This means, first, that the treble region sounds balanced. The PS1000s have a treble region that seems appropriate (measured against the sound of live music) in relation to the midrange. That’s good, though I think this is the easiest item on the treble checklist.
To have great treble, though, one also has to make headphones whose treble is balanced within the treble region. This is where most headphones fall apart, to a greater or lesser degree. They have a dip somewhere or a peak or both. It can take a while to hear this, because some driver resonances are in a very small region and thus aren’t triggered by most music (or you miss it in the mix). Well, folks, I’m here to say that the Grado PS1000s have fewer of these treble problems than the other headphones I’ve heard. On disc after disc the treble simply sounds clear, and the tonality of each instrument comes through. That is, each treble-heavy instrument sounds like itself. ‘Sounds easy, but it isn’t.

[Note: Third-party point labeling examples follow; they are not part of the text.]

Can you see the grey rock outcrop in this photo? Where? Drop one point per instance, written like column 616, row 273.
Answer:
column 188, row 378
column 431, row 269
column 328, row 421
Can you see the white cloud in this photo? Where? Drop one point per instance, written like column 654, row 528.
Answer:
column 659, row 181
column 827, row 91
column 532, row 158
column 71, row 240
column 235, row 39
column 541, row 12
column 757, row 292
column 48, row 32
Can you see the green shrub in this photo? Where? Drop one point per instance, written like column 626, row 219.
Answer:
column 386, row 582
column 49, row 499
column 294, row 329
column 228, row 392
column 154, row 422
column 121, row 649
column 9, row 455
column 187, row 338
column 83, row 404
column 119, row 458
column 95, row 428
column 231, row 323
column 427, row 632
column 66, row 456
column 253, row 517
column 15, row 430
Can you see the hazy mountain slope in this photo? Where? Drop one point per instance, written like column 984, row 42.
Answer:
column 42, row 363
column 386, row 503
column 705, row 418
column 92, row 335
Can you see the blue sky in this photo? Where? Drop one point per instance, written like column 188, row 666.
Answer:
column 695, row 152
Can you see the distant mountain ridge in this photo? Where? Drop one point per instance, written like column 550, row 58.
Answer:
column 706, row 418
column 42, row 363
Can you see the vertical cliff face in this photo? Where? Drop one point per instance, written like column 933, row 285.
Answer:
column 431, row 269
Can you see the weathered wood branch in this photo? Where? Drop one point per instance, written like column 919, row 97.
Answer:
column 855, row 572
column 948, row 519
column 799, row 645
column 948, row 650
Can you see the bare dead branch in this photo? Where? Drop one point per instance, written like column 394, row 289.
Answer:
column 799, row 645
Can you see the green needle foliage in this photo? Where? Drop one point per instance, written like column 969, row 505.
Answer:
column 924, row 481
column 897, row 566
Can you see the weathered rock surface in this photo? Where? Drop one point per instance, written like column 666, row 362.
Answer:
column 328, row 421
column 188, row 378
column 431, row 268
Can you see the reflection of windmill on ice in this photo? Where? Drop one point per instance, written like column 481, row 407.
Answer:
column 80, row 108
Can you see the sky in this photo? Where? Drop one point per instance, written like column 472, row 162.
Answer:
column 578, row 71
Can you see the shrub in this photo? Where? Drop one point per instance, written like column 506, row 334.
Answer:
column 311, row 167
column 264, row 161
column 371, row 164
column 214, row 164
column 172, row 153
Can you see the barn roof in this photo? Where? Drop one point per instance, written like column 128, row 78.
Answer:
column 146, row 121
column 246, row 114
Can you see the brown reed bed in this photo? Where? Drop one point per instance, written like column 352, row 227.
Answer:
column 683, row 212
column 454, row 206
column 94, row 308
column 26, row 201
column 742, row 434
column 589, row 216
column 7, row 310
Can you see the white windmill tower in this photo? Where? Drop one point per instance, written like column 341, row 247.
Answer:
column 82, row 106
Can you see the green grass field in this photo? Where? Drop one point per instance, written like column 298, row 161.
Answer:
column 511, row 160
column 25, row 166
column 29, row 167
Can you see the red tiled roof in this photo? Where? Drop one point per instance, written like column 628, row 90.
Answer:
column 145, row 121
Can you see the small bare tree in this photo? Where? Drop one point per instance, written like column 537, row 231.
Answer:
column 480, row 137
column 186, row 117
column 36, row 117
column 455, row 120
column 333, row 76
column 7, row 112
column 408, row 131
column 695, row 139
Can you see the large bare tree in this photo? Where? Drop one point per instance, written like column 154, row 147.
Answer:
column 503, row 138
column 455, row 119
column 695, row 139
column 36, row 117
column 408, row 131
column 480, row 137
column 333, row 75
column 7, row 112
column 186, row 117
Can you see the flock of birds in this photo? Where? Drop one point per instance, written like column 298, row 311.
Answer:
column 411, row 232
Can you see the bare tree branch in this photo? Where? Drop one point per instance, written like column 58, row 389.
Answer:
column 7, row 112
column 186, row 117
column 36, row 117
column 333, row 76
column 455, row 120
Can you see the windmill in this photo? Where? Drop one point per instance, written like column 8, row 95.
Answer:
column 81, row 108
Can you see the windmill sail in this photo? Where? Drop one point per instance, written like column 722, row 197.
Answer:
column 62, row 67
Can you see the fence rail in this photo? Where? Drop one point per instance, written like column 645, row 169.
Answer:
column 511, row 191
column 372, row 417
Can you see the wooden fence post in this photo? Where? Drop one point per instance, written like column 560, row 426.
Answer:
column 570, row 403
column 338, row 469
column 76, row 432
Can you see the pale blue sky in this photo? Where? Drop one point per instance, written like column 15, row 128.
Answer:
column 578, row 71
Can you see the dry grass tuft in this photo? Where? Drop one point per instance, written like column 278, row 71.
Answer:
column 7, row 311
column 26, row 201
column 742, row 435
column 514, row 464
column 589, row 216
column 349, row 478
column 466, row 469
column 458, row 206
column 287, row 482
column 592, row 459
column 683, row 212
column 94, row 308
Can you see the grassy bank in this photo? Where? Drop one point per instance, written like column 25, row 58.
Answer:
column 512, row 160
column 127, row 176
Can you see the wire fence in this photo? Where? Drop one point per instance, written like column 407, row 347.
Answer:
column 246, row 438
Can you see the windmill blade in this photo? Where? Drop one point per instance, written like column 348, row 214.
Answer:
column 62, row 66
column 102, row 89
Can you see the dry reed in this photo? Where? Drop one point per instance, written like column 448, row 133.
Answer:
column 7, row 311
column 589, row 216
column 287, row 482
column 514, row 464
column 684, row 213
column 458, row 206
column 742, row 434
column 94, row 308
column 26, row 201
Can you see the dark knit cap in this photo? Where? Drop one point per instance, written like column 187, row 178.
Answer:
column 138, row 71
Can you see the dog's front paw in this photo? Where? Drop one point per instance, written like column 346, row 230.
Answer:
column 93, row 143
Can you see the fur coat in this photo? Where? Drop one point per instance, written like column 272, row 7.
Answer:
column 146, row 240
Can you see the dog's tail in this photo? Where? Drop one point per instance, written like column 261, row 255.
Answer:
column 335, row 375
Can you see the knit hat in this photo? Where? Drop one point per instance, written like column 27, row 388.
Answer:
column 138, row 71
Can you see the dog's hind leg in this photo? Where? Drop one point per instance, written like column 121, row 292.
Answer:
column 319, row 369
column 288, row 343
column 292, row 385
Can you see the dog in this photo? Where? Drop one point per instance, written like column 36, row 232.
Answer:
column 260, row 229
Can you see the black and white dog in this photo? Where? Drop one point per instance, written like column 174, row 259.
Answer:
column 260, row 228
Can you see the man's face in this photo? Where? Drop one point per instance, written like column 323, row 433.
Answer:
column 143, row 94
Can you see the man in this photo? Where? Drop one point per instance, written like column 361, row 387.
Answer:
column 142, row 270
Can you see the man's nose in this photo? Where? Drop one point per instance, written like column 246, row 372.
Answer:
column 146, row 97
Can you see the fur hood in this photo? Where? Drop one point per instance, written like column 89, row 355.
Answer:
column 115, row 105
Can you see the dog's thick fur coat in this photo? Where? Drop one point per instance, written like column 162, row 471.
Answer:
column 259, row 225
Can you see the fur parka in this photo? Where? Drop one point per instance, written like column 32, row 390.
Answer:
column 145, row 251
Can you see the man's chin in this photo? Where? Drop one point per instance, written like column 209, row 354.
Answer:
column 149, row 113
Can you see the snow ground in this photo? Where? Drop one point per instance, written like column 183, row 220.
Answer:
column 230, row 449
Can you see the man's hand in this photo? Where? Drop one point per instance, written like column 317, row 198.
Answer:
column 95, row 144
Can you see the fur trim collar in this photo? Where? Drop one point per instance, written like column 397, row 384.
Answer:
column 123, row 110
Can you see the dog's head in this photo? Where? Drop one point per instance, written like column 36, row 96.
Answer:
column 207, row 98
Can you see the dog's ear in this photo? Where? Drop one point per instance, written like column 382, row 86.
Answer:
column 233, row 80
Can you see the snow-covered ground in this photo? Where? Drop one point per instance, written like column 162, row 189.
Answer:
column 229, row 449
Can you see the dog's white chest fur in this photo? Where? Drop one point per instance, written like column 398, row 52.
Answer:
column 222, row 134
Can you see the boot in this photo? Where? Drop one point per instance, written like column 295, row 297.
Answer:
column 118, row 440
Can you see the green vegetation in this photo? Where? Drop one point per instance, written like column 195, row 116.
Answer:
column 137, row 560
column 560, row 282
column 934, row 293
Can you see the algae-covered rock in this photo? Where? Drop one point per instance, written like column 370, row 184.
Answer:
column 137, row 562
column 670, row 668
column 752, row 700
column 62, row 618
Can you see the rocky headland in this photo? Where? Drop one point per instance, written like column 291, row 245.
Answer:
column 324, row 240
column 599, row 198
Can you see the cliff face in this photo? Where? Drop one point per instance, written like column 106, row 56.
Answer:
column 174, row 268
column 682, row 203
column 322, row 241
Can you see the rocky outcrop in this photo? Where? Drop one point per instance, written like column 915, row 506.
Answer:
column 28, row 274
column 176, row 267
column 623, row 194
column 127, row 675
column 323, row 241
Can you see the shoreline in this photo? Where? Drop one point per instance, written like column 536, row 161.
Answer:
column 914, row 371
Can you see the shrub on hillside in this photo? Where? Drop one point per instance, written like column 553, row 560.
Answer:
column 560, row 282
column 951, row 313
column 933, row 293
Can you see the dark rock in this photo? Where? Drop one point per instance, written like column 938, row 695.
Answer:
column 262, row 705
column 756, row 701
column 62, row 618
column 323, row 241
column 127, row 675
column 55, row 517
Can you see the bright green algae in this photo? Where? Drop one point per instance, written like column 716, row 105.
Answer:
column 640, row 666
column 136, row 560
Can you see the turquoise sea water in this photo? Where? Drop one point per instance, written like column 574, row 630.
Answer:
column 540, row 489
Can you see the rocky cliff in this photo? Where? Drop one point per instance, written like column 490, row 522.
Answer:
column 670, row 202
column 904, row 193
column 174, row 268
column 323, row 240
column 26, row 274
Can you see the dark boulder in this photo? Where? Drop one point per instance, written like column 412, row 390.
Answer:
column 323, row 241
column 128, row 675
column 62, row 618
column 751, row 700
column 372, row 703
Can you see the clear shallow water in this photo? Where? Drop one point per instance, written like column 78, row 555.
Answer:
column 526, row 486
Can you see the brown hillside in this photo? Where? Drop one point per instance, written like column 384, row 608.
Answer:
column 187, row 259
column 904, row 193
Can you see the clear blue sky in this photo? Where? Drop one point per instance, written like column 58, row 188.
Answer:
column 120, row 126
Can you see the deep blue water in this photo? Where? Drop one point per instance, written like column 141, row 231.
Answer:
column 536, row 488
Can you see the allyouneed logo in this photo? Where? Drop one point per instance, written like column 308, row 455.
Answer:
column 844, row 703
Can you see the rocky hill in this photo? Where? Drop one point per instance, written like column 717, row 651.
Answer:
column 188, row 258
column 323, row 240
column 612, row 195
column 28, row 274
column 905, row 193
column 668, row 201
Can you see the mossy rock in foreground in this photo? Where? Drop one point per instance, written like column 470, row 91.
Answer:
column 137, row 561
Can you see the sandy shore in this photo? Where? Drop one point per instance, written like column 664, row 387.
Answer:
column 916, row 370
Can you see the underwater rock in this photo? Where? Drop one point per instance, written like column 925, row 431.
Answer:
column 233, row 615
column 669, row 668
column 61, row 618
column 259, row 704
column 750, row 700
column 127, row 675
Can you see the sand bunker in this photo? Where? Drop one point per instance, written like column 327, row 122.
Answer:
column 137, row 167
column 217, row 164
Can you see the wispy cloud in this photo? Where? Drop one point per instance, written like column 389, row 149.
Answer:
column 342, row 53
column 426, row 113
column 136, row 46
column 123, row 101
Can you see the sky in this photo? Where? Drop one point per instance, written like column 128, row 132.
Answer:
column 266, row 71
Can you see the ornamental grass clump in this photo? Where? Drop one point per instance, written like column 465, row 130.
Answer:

Finally, treble performance needs to be clean, with good dynamics. The PS1000s come through here as well, by offering a very low distortion treble sound. You particularly notice this via the superb instrument-to-instrument separation on offer here. Grain, hash and noise are missing, so you just hear the instruments. Micro-dynamics are well done too, with the decay of voices and instruments heard very easily.
A note of caution is in order, though. Many if not most modern D/A converters have treble problems, particularly with transients. I don’t know how suitable the PS1000s would be with the splashy treble many have become accustomed to. I don’t see why they would fare any worse that lesser headphones, but you would be advised to check this out. The converse of this is that with standard issue DACs you may not fully appreciate the treble achievement of the PS1000.
The qualities of the PS1000 treble extend into the mid-range. Instrumental separation is excellent, and instrumental tonality holds up well. One indicator of the midrange excellence of the PS1000 hits you when you notice that there is almost no discernable discontinuity between the midrange and the treble. While many headphones use a single driver and thus have no mechanical discontinuity, this doesn’t prevent them from having sonic flavors that differ across these frequency regions. Not so with the PS1000s.
When we come to macro-dynamics, though, we get to an area where the PS1000s are good but not great. On orchestral tuttis and power guitar the PS1000s never put a foot wrong, but in this conservative approach they also don’t quite capture the punch of the real thing. I did use my two favorite headphone amps with the PS1000s, and found that the all-tube Woo Audio WA22 yielded better results largely because it allowed these dynamics to breathe a bit more. With great headphones ancillary equipment will matter.
That said, I think the transition to the bass and the bass performance is the weak spot of the PS1000s, and is partly if not mostly responsible for my less than complete endorsement of their macro-dynamics. Grado has built a slightly warm bass balance into the PS1000, which is musical if not precisely accurate. Bass instruments are present and accounted for and the mix of band members sounds right. But bass transients seem a little soft, as if there is some resonance in that region or perhaps there is an upper bass dip. If you are a bass detail fanatic, these might not be your headphones.
Finally, as readers of my past reviews will know, I like to consider the overall vividness of a headphone, which is ability of the headphone to make music sound intense and realistically alive. The PS1000s are quite good in this regard, thanks to their excellent micro-dynamics and ability to render complex mixes without getting muddy or confused. They don’t have the “slam” on big material that some ‘phones do, and the transient sound is well controlled, so the sound isn’t as exciting as some competitors. Nonetheless, the transparency of the PS1000 creates a sense of realism that will get to the soul of music for many.
On Alison Krauss and Union Station’s song “Stay” [Alison Krauss & Union Station – Forget About It, Rounder], Alison’s voice, which is rather light, occasionally gets into a range where there is some slightly sibilant stridency from other headphones, but here the PS1000s sound remarkably clear and distortion free.